Depending on the severity, protein deficiency can lead to:

  • retardation in mental and physical development;
  • weakening of memory and intelligence;
  • weakening of the body's defense system.

Diagnostics

Protein deficiency may be primarily suspected in patients with underweight, as well as in individuals with symptoms of diseases characterized by protein deficiency. To confirm the diagnosis, a complex of studies is carried out.

Laboratory research

  • A general blood test is one of the basic tests.
  • The level of red blood cells and hemoglobin may be reduced (anemia) in patients with severe forms of protein deficiency and general exhaustion. A normal content of red blood cells with a low level of hemoglobin can be observed when it is insufficiently formed or excessively destroyed. This condition is called hypochromic anemia.
  • Leukocytes. An increase in the number of leukocytes with the appearance of young cells in the leukocyte formula may indicate an infectious-inflammatory process that is the cause of protein deficiency.
  • Erythrocyte sedimentation rate (ESR) is also an indicator that indicates an inflammatory process as the cause of protein deficiency.
  • A general urine test is essential in excluding or confirming a renal cause of protein deficiency. Includes studying the following parameters.
  • Urine color. Normally it is assessed as straw yellow. Red or brown discoloration may occur when blood enters the urine (hematuria) and indicates serious kidney problems. Dark brown urine, especially in combination with jaundice, is characteristic of liver disease.
  • Transparency. Normal urine is clear. In case of kidney diseases, it becomes cloudy due to a significant content of pus (pyuria) or salts.
  • The specific gravity of urine is an indicator of the efficiency of the kidneys. With protein deficiency caused by kidney damage, it can decrease significantly.
  • Protein is normally absent in a urine test. If the test is positive (proteinuria), a quantitative determination of protein in the urine is carried out and its composition is necessarily examined. Albumin is the most commonly detected type of protein, but other proteins may also be detected, such as immunoglobulins, hemoglobin, myoglobin, and others. The degree of proteinuria allows us to indirectly judge the level and severity of kidney damage.
  • Urine testing using special test strips is carried out to detect proteinuria - the release of protein in the urine. A positive result may be the first indication of a renal origin of protein deficiency. In this case, microscopy of the sediment is necessary. Urine sediment examination:
  • Red blood cells - erythrocytes of protein deficiency caused by kidney pathology, can be present in the urine in large quantities. The presence of altered discolored red blood cells allows one to suspect glomerular damage (glomerulonephritis).
  • Cylinders are formed in the renal tubules from protein, leukocytes, erythrocytes, and epithelium. Identification of casts, especially protein casts, may indicate a renal origin of protein deficiency.
  • Protein in blood serum.
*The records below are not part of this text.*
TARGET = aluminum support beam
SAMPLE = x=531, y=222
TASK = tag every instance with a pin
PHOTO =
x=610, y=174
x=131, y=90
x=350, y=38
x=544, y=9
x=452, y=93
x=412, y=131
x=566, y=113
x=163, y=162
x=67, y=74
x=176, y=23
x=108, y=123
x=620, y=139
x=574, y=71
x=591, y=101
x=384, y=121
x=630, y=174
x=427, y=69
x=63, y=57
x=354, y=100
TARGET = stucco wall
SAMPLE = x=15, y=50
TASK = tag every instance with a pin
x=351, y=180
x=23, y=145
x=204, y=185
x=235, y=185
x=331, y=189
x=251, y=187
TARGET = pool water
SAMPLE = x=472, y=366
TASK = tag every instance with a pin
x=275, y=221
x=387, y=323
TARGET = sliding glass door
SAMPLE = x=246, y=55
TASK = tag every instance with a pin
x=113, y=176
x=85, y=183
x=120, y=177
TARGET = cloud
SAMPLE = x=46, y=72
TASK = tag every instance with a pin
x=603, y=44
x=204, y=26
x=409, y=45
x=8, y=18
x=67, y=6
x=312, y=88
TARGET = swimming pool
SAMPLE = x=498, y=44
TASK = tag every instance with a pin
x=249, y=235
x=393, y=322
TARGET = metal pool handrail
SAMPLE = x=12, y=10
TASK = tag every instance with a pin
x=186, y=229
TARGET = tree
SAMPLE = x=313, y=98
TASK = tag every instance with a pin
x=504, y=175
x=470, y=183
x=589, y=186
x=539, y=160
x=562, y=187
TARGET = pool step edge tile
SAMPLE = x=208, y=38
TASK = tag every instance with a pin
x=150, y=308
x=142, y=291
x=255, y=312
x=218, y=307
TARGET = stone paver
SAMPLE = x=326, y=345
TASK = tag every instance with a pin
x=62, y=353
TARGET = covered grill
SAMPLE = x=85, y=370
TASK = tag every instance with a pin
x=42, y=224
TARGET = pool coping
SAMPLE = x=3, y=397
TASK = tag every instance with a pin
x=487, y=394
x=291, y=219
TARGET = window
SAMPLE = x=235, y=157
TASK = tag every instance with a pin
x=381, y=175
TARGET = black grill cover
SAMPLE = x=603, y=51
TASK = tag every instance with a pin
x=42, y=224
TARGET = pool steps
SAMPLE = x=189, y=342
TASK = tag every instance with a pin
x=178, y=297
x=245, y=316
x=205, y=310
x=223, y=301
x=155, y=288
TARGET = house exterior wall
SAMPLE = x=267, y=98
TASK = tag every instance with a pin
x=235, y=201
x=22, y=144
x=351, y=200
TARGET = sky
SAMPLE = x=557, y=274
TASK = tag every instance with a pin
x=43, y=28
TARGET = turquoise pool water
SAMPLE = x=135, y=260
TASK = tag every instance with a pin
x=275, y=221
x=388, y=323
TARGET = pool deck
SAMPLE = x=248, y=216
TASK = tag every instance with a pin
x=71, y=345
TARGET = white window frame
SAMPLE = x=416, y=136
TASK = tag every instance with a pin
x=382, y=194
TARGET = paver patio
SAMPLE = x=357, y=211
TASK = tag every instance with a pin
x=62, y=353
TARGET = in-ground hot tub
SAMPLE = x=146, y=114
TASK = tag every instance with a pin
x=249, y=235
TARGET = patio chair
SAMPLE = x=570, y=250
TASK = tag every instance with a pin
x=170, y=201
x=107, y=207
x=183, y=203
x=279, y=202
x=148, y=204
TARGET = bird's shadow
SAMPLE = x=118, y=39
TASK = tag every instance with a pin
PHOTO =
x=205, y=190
The study is the “gold standard” for studying protein metabolism and confirming protein deficiency. Protein levels in blood plasma and tissues are in a state of equilibrium. With the loss of tissue protein, the level of plasma proteins also decreases, which determines the significance of this parameter.
  • Protein fractions of blood serum. Determination of the quantitative composition and ratio of protein types in blood serum. Total serum protein is represented by albumins and globulins, which perform various functions. The main part is albumin, the main building protein of the body. Fluctuations in its level to the greatest extent reflect the state of protein metabolism. Globulins are more specific in their purpose. These are proteins of the defense system, markers of inflammatory reactions and special transport proteins. Under various pathological conditions, the ratio and amount of proteins of one type or another can change significantly, and in some cases additional (pathological) protein fractions appear. Based on the ratio of individual fractions of the protein composition of the blood, one can to some extent judge the cause of protein deficiency. For example, if the liver and kidneys are damaged, albumin levels may decrease. Globulins increase during inflammatory processes, reflecting the activity of inflammation or the immune (protective) system. A decrease in globulin levels may indicate diseases of the renal tubules, and can also be observed with impaired liver function and when the body’s immune system is suppressed (as in severe forms of sepsis).
  • Glucose (blood sugar). Determination of glucose levels may be prescribed if protein deficiency due to diabetes is suspected. Kidney damage in diabetes mellitus (diabetic nephropathy), as well as increased protein breakdown, can cause protein deficiency.
  • Urea and creatinine in blood serum. These are substances formed during the breakdown of proteins. With intensive protein destruction, their level in the blood may increase. The indicator should be assessed together with the level of urea in daily urine.
  • Urea in daily urine reflects the efficiency of the kidneys. With intensive protein breakdown, it can increase significantly. A low level of urea in the urine with an increase in it in the blood is more typical of renal failure.
  • Creatinine in daily urine is an indicator of impaired excretory capacity of the kidneys, which is indicated by a decrease in its level. For a more accurate assessment, creatinine clearance is calculated, which is the ratio of its levels in daily urine and blood. In renal forms of protein deficiency, this indicator can decrease significantly.
  • Coprogram is a stool examination that allows you to identify possible violations of the main stages of digestion. The chemical composition of feces, their color, smell, consistency are assessed, and certain types of microorganisms (dysbacteriosis) are identified. The analysis allows you to evaluate the activity of the main enzymes of the liver, gastric and intestinal juice, and pancreas. With protein deficiency caused by impaired protein absorption, undigested muscle fibers may be found in the stool.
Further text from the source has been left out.